The absurd grilling — absurd to Nellie and Mac, at least — went on for an hour. Then they were returned to their cells, each with a pair of nickel-steel bracelets on.

The cells were adjoining — there were only four cells in the place — so they could talk if they each stood close to the cell door.

“This is it!” Nellie said suddenly.

“This is what?” snapped Mac, sore at the crazy twist that had thrown them into the local jail.

“The trap,” said Nellie.

“Huh?”

“This arrest — this jail. This is the trap.”

Mac still didn’t get her and said so.

“The explosive at gate and door were all very well,” Nellie said. “If we got killed by either of them, fine. Lila Morel and one of The Avenger’s aides were out of the way. That’s the way the gang figured it. But if we escaped the explosive, then this was the real trap. This arrest for the murder of Morel.”

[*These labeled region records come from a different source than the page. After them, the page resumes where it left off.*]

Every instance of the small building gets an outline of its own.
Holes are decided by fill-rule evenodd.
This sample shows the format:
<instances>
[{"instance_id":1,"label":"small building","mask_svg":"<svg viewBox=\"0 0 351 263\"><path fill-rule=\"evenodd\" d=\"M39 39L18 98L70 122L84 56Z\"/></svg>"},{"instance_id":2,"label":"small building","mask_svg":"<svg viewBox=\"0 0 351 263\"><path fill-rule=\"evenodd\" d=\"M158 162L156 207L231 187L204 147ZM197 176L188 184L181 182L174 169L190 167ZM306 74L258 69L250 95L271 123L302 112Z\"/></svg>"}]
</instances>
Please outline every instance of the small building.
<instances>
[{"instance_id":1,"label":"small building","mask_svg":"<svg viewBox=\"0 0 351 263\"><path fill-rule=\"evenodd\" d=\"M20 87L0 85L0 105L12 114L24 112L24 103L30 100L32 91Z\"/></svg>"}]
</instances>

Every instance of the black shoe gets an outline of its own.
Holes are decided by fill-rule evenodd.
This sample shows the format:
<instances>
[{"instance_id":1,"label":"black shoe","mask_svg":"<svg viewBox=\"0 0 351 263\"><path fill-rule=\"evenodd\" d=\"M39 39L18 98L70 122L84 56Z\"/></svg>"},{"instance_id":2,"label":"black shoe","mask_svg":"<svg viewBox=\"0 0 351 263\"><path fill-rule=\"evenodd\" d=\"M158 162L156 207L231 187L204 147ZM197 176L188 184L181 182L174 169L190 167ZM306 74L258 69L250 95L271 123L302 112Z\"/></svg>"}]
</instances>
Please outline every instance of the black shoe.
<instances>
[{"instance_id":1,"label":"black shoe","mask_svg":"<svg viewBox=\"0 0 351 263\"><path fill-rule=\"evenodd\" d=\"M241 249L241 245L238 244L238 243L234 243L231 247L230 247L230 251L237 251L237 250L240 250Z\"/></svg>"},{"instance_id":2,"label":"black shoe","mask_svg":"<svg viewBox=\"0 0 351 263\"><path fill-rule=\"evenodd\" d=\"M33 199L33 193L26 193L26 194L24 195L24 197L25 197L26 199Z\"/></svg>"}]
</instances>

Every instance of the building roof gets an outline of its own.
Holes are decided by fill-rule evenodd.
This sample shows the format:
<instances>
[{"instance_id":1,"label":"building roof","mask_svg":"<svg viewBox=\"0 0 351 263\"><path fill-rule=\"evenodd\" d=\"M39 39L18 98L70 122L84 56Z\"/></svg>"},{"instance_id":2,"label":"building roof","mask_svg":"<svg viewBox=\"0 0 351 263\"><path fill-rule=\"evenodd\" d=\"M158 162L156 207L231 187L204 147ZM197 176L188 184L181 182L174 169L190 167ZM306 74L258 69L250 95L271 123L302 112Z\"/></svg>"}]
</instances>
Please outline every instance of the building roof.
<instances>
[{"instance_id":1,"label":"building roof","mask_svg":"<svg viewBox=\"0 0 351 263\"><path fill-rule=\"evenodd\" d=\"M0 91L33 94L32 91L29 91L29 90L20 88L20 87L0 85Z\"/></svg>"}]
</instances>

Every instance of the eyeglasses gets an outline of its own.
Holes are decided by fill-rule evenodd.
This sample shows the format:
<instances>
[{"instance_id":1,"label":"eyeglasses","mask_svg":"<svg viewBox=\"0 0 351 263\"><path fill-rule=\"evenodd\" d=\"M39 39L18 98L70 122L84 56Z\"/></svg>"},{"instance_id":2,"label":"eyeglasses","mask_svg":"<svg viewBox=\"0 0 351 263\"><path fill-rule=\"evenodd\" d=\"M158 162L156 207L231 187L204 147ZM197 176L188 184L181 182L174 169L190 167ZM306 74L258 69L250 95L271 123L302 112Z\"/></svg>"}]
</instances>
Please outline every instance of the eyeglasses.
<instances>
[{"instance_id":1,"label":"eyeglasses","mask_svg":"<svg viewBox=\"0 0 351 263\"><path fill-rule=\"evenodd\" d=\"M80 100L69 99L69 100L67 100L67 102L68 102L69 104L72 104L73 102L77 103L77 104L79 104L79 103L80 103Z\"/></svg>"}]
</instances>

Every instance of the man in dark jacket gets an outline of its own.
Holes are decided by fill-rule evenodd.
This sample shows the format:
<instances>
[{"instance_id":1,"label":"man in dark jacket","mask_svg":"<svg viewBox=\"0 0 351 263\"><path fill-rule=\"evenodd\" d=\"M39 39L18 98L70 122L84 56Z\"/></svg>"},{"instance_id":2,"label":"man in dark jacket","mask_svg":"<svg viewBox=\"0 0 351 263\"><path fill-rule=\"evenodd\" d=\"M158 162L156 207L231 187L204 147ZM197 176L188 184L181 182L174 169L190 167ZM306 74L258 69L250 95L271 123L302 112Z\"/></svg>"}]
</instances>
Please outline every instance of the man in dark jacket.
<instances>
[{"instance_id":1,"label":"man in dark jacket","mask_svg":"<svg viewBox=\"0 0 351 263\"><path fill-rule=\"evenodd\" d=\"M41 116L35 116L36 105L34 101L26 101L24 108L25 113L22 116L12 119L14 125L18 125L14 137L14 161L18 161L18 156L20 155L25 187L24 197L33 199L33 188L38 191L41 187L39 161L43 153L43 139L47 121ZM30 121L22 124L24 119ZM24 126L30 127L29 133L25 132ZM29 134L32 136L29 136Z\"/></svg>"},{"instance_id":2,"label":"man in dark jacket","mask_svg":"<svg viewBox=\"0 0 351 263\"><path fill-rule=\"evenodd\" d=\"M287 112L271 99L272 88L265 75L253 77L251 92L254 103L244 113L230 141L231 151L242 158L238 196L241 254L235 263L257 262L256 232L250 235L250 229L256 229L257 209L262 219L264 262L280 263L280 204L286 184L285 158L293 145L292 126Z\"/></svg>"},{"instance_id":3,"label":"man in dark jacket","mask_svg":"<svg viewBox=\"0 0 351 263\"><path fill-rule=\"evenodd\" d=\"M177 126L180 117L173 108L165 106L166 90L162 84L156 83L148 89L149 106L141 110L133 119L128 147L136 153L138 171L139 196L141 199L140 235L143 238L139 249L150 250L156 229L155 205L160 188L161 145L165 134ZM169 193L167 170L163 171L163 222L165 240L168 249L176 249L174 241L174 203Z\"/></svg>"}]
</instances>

“That doesn’t make sense. There’s nothin’ to worry about here.”

“I wonder,” said Nellie.

“But look! There isn’t a chance of proving we’re murderers. We’ll be out of here by morning, with Muster Benson’s help. The worst that can happen is a night in a cell.”

Nellie was shaking her blond head, though Mac couldn’t see that; he could only hear her.

“This is the trap, I tell you,” she repeated. “I’ve got a hunch on it.”

The sheriff and a deputy came in, then.

The four cells were on one side, and taking up the other half of the front of the building was the sheriff’s office, a desk and chair in otherwise vacant space.

“You take over for the night, Lem,” said the sheriff. “This jail ain’t as modern as some. These two are slick customers and might just think of a way out. So you’ll stand guard in here till morning. Here’re the keys.”

“O K,” said the deputy, a burly youth with a grin.

The sheriff went out; the deputy grinned at his two prisoners and sat down in the chair.

There was silence. The deputy looked sleepy and closed his eyes for a minute. It was getting on toward midnight. And then it happened!

It didn’t seem like much at first.

A rat nosed in from somewhere in the rear, and scuttled toward the deputy’s chair. The first thing Mac and Nellie noticed, looking through the bars of their doors, was that the rat was singularly fearless. It ran right up to the chair.

Then they both held their breaths as the rodent circled the chair once.

“Ouch!” yelled the deputy, opening his eyes in a hurry. “What the hell—”

He jumped to his feet. The rat’s teeth had viciously slashed at his ankle.

The deputy roared with anger and pain and snapped out his gun. The youngster was a good shot. The revolver lanced flame, and the rat became a kind of fringe of red flesh.

But then two more rats scuttled in, and then a dozen, and then—

“Mac!”

There were, seemingly, hundreds of rats. They swarmed up the now horrified deputy’s body and seeped into the cells between the bars.

The deputy was yelling and shooting. And Mac and Nellie were kicking frantically at the crazed rodents. They’d had the presence of mind to leap to the windows, which were set high in the walls, and jump up and catch the bars.

They hung there with their feet drawn up a yard from the floor. But rats can climb a seemingly impossible steep wall; so they were kept busy kicking.

The deputy hadn’t thought to do any such thing. And now he couldn’t. He lunged blindly around the room, like a person whose clothes are in flames and hasn’t wit enough to lie down and roll.

And then the man was down, and it was frightful! Mac and Nellie shuddered as the squeaking, slashing mass waved over him.

This was something out of an inferno! An attack by rats! There were many such attacks on record, but always the rodents had been maddened by starvation into attacking humans.

And these rats weren’t starving. They were fat and healthy-looking.

Mac had finally gotten something out of an inner pocket. Fortunately for the sheriffs deputy, the sheriff hadn’t found the thing when he searched Mac.

It was a little glass gas bomb, about the size of a plum.

“Watch it, Nellie!” Mac yelled.

Then he threw the little bomb between the bars of the cell door and into the space beyond.

It plopped on the floor and a pale-greenish cloud spread instantly. And almost as instantly, the rats began dropping like flies sprayed with insecticide.

The gas was not a death-dealer. It produced deep unconsciousness. That is, it did to humans. Whether it would produce death to smaller animals, Mac didn’t know. He hoped it would.

The luckless deputy, a dreadful sight but at least still alive, lay in grateful unconsciousness. The gas had spread to the cells, now, and the rats in there were out of it, too.

Mac took another instrument from an inside pocket. It was a small clip with a kind of tiny sponge at the curve of it.

“Nellie!” said Mac, at the door, exhaling as he called so that he wouldn’t get any of the gas.